Polynomial Optimization 1: Motivation

(Nov 28, 2013)

A (constrained) polynomial minimization problem is in the form

 (\mathcal{PO})         \displaystyle p^{\text{min}} \triangleq \inf_{x\in \mathbb{R}^n} p(x) subject to g_1(x)\geq 0, \cdots, g_m(x)\geq 0

where p,g_1,\cdots,g_m are polynomials in x = (x_1,\cdots,x_n) with real coefficients.

If m = 1 and g_1(x)\equiv 0, then the above problem becomes \displaystyle \inf_{x\in \mathbb{R}^n} p(x), an unconstrained polynomial minimization problem.

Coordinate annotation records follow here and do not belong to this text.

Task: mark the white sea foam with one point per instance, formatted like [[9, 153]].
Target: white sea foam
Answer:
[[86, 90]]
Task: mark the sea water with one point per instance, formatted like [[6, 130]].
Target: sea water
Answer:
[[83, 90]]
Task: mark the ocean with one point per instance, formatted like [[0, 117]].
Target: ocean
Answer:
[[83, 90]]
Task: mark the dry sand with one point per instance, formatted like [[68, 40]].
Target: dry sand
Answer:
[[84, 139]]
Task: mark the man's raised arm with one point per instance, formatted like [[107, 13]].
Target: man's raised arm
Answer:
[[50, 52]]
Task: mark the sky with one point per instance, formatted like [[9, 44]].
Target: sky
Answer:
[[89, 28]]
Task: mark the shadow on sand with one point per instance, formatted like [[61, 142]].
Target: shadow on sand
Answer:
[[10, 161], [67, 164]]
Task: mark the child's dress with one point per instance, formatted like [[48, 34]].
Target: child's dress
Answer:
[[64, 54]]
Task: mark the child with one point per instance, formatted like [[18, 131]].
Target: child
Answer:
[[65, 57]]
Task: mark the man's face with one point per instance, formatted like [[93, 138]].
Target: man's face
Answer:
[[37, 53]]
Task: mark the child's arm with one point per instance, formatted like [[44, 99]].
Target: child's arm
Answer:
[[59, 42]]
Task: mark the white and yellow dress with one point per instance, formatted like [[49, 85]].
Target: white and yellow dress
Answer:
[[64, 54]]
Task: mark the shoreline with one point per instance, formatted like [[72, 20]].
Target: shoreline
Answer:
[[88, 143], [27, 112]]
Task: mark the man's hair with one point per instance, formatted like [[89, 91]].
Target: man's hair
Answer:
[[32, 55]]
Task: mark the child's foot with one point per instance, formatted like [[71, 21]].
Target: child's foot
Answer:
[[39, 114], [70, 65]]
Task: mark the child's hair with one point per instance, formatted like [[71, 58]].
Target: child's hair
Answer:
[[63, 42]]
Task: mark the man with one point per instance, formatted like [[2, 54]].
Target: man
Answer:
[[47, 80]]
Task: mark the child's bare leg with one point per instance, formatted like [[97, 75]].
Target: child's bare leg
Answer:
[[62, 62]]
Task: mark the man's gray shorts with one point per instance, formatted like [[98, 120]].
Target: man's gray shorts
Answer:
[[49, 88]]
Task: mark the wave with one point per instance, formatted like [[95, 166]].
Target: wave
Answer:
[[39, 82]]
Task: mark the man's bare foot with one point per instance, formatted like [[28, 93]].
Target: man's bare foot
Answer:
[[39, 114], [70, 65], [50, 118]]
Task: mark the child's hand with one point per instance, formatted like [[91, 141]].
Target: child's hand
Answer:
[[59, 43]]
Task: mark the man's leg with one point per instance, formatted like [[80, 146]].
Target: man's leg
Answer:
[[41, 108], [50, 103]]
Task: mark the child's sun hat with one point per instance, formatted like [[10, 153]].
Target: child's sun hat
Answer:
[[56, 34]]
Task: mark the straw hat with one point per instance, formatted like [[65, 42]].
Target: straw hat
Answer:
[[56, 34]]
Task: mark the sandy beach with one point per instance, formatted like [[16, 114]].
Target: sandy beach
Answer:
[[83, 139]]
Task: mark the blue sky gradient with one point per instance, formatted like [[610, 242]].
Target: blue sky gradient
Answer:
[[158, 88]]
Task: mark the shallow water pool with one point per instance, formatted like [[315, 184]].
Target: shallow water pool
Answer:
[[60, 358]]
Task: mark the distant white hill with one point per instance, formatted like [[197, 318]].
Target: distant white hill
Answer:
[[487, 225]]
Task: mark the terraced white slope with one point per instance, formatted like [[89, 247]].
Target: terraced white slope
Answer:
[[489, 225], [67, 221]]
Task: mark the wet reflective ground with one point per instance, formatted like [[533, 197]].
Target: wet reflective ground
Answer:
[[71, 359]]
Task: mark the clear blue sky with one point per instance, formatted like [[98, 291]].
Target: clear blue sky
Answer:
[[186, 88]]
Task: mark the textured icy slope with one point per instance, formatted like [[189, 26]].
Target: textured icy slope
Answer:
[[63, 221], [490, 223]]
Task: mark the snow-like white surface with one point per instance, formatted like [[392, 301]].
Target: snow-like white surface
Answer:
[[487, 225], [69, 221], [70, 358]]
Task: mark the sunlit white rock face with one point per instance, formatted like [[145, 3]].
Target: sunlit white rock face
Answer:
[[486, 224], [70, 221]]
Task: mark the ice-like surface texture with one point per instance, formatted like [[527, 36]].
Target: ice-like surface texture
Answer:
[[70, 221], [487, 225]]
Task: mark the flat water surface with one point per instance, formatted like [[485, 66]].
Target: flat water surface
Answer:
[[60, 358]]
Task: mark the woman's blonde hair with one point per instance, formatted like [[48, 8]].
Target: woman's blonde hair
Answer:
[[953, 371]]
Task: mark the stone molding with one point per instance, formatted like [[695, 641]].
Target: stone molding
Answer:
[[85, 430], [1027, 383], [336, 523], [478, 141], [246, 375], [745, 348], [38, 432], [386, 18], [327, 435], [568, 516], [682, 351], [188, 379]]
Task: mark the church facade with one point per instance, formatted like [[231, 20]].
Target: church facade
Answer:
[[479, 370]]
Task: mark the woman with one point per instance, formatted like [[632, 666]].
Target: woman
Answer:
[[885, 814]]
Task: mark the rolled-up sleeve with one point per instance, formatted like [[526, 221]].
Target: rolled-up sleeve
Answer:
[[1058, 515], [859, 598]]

The purpose of writing this series is to introduce the basic principles related to this kind of problem. Before we begin, the prerequisites are:

1. Complexity Notions

2. Undergraduate level abstract algebra

3. Undergraduate level real analysis

4. Knowledge about linear programming and semidefinite programming is a plus

We collect all points in \mathbb{R}^n that meet the constraints of (\mathcal{PO}) by

K \triangleq \{x\in \mathbb{R}^n:g_1(x)\geq 0,\cdots, g_m(x)\geq 0\}.

This set K is called a basic closed semialgebraic set. Abstract algebra is employed to study the geometry of K. The field doing this thing is called real algebraic geometry.

There is a duality between nonnegative polynomials and a special type of Borel measures on some Euclidean space. This suggests some relation between solving (\mathcal{PO}) and measure theory.

Now let’s look at some examples of (\mathcal{PO}).

Example 1 (Linear Programming).          When the objective function and all constraints are linear polyomials, (\mathcal{PO}) is a linear programming (LP) problem which can be expressed as

\min \ c^T x\text{ subject to }Ax\leq b

where A\in \mathbb{R}^{m\times n}, b \in \mathbb{R}^m and c\in \mathbb{R}^n.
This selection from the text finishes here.